To find a 90% confidence interval, we first calculate the sample proportion of workers satisfied with the new medical scheme:
Sample proportion (P̂) = x/n
P̂ = 90/150
P̂ = 0.6
Next, we need to determine the margin of error, which is given by:
Margin of error = Z * sqrt((P̂(1-P̂))/n)
For a 90% confidence level, the Z-value corresponding to a two-tailed test is 1.645.
Plugging in the values:
Margin of error = 1.645 * sqrt((0.6 * (1-0.6))/150)
Margin of error ≈ 0.050
Finally, we can calculate the confidence interval by subtracting and adding the margin of error from the sample proportion:
Confidence interval = P̂ ± Margin of error
Confidence interval = 0.6 ± 0.050
The upper limit of the confidence interval is 0.6 + 0.050 = 0.65.
Therefore, the 90% confidence interval for all satisfied workers is (0.55, 0.65), and the upper limit is 0.65.

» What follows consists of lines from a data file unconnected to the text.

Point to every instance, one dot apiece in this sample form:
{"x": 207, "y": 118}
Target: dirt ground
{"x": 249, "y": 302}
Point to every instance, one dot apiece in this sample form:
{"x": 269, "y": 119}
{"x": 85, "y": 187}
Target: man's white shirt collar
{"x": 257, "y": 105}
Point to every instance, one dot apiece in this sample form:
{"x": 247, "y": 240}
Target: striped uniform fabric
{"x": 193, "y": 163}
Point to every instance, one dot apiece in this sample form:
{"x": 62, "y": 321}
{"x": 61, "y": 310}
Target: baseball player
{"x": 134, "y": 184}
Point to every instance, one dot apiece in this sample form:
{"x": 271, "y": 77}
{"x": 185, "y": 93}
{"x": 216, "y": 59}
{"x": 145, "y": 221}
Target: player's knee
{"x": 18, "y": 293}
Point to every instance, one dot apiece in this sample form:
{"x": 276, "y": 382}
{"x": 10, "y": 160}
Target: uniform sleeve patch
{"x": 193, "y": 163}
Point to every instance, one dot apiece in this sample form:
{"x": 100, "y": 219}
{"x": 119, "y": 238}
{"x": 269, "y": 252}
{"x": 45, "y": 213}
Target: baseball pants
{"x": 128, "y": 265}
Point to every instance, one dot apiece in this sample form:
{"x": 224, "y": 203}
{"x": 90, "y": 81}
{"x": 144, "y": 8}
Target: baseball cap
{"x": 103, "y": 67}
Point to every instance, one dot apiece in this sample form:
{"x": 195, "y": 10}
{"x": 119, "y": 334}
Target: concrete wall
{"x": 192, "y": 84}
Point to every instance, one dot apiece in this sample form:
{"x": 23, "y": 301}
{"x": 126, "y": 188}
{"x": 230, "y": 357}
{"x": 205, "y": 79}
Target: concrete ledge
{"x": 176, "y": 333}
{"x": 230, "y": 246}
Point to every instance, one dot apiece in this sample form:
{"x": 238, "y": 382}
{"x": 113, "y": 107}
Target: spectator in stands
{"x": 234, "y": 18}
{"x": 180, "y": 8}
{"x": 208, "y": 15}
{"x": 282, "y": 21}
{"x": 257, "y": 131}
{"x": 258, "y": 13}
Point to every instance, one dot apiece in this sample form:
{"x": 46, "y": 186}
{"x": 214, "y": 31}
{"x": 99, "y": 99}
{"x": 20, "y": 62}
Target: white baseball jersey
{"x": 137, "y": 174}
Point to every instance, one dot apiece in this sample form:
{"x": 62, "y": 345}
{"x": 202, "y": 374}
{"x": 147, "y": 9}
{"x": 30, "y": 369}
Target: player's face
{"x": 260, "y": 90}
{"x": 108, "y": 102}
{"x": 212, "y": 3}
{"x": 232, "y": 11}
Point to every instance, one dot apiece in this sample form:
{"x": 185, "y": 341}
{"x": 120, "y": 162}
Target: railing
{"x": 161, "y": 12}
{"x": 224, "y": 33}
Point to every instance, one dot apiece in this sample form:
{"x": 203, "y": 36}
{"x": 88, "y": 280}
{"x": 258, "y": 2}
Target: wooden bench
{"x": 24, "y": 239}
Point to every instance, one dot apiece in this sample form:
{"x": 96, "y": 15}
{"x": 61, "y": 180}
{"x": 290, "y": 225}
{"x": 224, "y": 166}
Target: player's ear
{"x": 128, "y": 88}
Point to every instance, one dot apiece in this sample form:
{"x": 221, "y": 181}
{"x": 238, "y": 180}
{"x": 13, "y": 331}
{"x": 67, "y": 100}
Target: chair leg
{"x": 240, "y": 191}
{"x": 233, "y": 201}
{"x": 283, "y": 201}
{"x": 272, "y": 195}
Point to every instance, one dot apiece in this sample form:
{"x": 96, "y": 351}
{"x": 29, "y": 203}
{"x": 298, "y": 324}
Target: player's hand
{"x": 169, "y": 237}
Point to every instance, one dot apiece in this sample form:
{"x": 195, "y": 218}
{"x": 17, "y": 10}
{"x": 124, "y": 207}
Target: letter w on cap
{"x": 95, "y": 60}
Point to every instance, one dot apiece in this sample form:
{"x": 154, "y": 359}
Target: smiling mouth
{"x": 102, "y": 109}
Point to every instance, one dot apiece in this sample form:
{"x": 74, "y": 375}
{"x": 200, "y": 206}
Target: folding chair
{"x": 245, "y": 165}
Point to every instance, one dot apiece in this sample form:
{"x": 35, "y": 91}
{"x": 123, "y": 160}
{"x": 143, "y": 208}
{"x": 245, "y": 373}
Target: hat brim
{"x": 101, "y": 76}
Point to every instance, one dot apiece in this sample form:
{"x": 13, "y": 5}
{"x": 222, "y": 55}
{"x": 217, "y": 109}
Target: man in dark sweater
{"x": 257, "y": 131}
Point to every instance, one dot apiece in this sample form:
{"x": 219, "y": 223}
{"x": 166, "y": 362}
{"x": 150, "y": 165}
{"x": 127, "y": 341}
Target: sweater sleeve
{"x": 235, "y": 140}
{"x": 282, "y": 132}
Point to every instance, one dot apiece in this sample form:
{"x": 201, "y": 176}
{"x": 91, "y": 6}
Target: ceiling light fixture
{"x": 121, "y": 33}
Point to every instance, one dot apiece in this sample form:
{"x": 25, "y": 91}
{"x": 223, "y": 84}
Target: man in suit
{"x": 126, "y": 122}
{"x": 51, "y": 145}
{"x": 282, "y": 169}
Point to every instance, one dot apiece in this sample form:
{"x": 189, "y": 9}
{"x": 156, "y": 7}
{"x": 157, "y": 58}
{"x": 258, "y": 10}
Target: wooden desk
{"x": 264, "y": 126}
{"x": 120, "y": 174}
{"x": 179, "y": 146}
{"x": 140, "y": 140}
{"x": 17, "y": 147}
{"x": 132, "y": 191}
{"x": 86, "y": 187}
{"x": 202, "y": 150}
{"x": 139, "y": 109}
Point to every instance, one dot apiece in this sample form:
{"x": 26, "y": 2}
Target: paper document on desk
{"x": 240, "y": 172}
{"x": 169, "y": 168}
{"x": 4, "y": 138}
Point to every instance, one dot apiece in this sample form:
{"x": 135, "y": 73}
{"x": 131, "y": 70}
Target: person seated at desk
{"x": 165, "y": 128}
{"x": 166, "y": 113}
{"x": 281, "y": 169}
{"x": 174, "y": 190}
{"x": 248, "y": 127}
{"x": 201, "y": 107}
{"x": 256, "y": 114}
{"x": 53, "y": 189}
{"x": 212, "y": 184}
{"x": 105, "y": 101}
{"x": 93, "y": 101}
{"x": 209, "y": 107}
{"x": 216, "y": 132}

To find the 90% confidence interval for all satisfied workers, we can use the formula for calculating confidence intervals for proportions.
The formula is given as:
CI = p̂ ± Z * √(p̂(1-p̂)/n)
Where:
CI = Confidence Interval
p̂ = Proportion of sample (satisfied workers)
Z = Z-Score for the desired confidence level (90% confidence corresponds to a Z-Score of approximately 1.645)
n = Sample size
First, calculate the proportion of satisfied workers in the sample:
p̂ = 90/150 = 0.6
Next, calculate the margin of error using the formula:
ME = Z * √(p̂(1-p̂)/n)
ME = 1.645 * √(0.6*(1-0.6)/150)
ME ≈ 0.065
Finally, calculate the upper limit of the confidence interval:
Upper Limit = p̂ + ME
Upper Limit = 0.6 + 0.065
Upper Limit ≈ 0.665
Therefore, the upper limit of the 90% confidence interval for all satisfied workers is approximately 0.665.